7 Steps to Understanding Deep Learning
There are many deep learning resources freely available online, but it can be confusing knowing where to begin. Go from vague understanding of deep neural networks to knowledgeable practitioner in 7 steps!
Deep learning is a branch of machine learning, employing numerous similar, yet distinct, deep neural network architectures to solve various problems in natural language processing, computer vision, and bioinformatics, among other fields. Deep learning has experienced a tremendous recent research resurgence, and has been shown to deliver state of the art results in numerous applications.
In essence, deep learning is the implementation of neural networks with more than a single hidden layer of neurons. This is, however, a very simplistic view of deep learning, and not one that is unanimously agreed upon. These "deep" architectures also vary quite considerably, with different implementations being optimized for different tasks or goals. The vast research being produced at such a constant rate is revealing new and innovative deep learning models at an ever-increasing pace.

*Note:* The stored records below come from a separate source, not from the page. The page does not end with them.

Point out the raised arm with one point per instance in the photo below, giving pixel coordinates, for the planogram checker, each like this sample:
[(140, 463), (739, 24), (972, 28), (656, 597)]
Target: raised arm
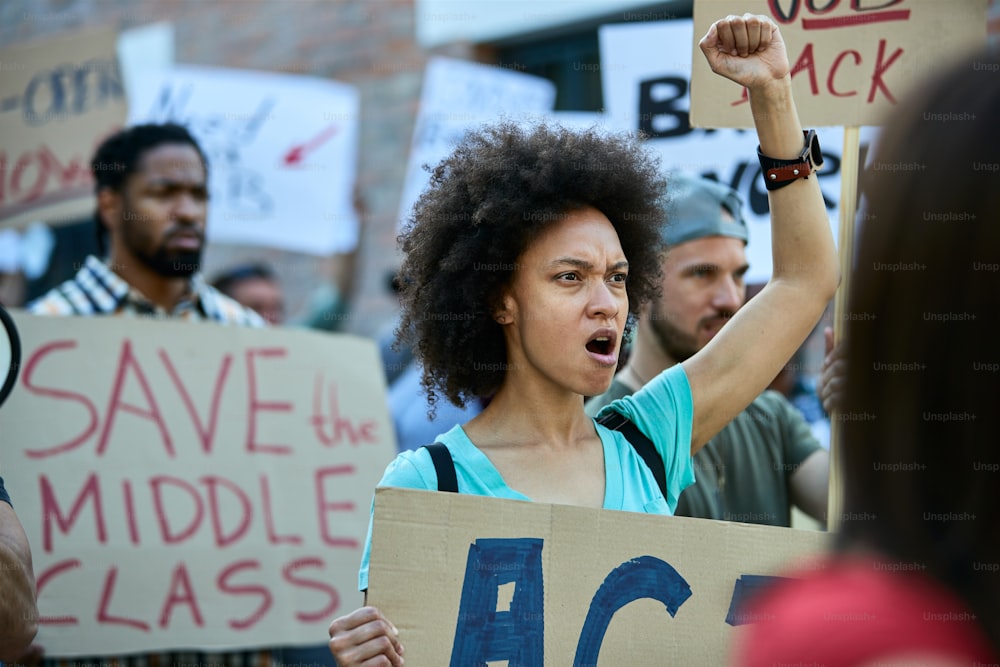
[(728, 373), (18, 613)]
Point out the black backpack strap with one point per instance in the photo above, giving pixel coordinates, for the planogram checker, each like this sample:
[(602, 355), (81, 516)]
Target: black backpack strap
[(643, 446), (444, 467)]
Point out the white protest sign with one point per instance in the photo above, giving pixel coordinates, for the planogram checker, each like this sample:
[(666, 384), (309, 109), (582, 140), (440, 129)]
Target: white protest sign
[(192, 485), (457, 96), (646, 77), (282, 152)]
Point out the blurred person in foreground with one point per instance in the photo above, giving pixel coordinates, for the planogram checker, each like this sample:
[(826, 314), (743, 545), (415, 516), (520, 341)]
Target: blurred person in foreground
[(151, 183), (766, 459), (18, 609), (915, 575), (152, 207)]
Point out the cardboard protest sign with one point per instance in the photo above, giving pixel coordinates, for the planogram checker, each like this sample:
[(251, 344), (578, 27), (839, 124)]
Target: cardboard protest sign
[(189, 484), (458, 95), (646, 77), (851, 61), (469, 580), (281, 148), (59, 98)]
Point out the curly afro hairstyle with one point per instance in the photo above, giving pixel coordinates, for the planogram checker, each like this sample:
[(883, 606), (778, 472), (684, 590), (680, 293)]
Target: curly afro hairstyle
[(501, 187)]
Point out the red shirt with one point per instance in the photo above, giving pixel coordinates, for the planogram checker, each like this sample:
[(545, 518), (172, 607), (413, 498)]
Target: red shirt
[(853, 612)]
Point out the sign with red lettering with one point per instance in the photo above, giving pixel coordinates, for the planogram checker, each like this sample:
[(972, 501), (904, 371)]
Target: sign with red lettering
[(59, 98), (851, 60), (192, 485), (470, 580)]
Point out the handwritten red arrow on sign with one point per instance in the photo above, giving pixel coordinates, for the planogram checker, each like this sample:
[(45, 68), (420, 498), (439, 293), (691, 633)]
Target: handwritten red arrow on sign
[(296, 154)]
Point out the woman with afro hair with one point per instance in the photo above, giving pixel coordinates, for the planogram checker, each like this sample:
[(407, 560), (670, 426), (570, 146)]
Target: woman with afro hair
[(523, 262)]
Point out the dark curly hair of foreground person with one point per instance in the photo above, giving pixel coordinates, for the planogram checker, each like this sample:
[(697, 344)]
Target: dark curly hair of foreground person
[(504, 185)]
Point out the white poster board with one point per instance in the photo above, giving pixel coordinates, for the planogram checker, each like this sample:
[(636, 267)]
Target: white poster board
[(459, 95), (281, 148)]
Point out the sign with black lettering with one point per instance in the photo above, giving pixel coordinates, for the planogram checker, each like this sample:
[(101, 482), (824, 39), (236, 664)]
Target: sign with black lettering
[(281, 149), (851, 60), (470, 580), (59, 98), (646, 78)]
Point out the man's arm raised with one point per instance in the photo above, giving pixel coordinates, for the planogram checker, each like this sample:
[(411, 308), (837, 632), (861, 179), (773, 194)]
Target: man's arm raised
[(749, 351)]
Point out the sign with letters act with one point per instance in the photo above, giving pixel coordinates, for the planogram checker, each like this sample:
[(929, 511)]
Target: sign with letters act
[(851, 60), (469, 580), (59, 98), (189, 484)]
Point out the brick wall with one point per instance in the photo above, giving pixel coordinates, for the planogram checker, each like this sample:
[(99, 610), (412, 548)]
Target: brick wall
[(368, 44)]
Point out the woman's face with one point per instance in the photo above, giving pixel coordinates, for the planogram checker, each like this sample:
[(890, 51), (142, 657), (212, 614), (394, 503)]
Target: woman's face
[(564, 313)]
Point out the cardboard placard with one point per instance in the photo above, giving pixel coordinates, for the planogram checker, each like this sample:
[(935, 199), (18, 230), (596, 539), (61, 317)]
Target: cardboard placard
[(59, 98), (189, 484), (472, 580), (851, 61)]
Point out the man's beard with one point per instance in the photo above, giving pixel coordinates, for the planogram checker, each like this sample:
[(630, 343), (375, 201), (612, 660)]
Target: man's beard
[(163, 261), (679, 345), (172, 263)]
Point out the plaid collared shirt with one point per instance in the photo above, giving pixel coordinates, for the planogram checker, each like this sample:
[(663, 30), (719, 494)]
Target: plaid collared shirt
[(97, 290)]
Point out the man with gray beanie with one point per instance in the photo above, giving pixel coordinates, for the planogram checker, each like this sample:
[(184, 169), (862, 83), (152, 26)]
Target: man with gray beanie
[(766, 459)]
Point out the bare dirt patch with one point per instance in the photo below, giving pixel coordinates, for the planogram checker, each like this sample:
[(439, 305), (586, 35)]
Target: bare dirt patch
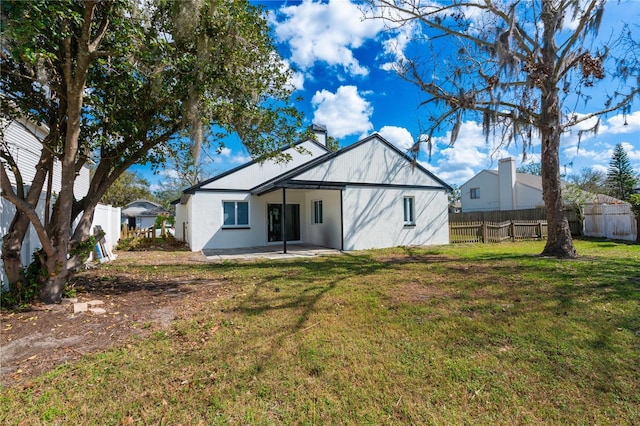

The layers of neural networks.
Currently a white hot research topic, deep learning seems to be impacting all areas of machine learning and, by extension, data science. A look over recent papers in the relevant arXiv categories makes it easy to see that a large amount of what is being published is deep learning-related. Given the impressive results being produced, many researchers, practitioners, and laypeople alike are wondering if deep learning is the edge of "true" artificial intelligence.
This collection of reading materials and tutorials aims to provide a path for a deep neural networks newcomer to gain some understanding of this vast and complex topic. Though I do not assume any real understanding of neural networks or deep learning, I will assume your familiarity with general machine learning theory and practice to some degree. To overcome any deficiency you may have in the general areas of machine learning theory or practice you can consult the recent KDnuggets post 7 Steps to Mastering Machine Learning With Python. Since we will also see examples implemented in Python, some familiarity with the language will be useful. Introductory and review resources are also available in the previously mentioned post.
This post will utilize freely-available materials from around the web in a cohesive order to first gain some understanding of deep neural networks at a theoretical level, and then move on to some practical implementations. As such, credit for the materials referenced lie solely with the creators, who will be noted alongside the resources. If you see that someone has not been properly credited for their work, please alert me to the oversight so that I may swiftly rectify it.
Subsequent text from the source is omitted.